Le coût social : Des voisins brisés
L'étude souligne que ce n'est pas seulement une question de cultures ; c'est une question de communauté.
- En Éthiopie, les voisins s'entraident souvent pour labourer les champs ou construire des maisons (un système appelé Jige).
- L'expansion de l'eucalyptus brise ces liens. Les voisins ne s'entraident plus ; ils se poursuivent en justice, se disputent et se méfient les uns des autres.
- Le « colocataire gourmand » (l'arbre) expulse les voisins de la maison (la communauté).
La conclusion : Que faut-il faire ?
Les chercheurs concluent qu'on ne peut pas simplement dire aux agriculteurs « arrêtez de planter des arbres ». Ils le font parce qu'ils ont peur de leurs voisins et qu'ils ont besoin d'argent.
Pour corriger la situation, l'article suggère :
- Leur donner d'autres options : Si les agriculteurs ont d'autres moyens de gagner de l'argent (comme des emplois non agricoles), ils ne se sentiront pas forcés de transformer leurs champs de culture en fermes d'arbres.

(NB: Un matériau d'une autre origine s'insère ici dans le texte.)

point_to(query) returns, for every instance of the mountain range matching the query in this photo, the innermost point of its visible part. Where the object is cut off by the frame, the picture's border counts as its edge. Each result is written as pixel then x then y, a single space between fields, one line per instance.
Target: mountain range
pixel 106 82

- Régler les disputes : Les communautés doivent s'asseoir et établir des règles avant que les arbres ne soient plantés, afin que les voisins ne ressentent pas le besoin de construire des « murs défensifs ».
- Changer l'état d'esprit : Les agriculteurs doivent réaliser que, bien que l'arbre apporte de l'argent rapide, il pourrait coûter leur sécurité alimentaire et l'amitié de leurs voisins sur le long terme.
En bref : L'article décrit une communauté piégée dans un mauvais cycle où la peur et la pauvreté transforment des terres fertiles en une forêt d'arbres, provoquant des disputes entre voisins et faisant disparaître la nourriture. La solution n'est pas seulement d'interdire les arbres, mais d'aider les agriculteurs à se sentir assez en sécurité pour cultiver à nouveau la terre.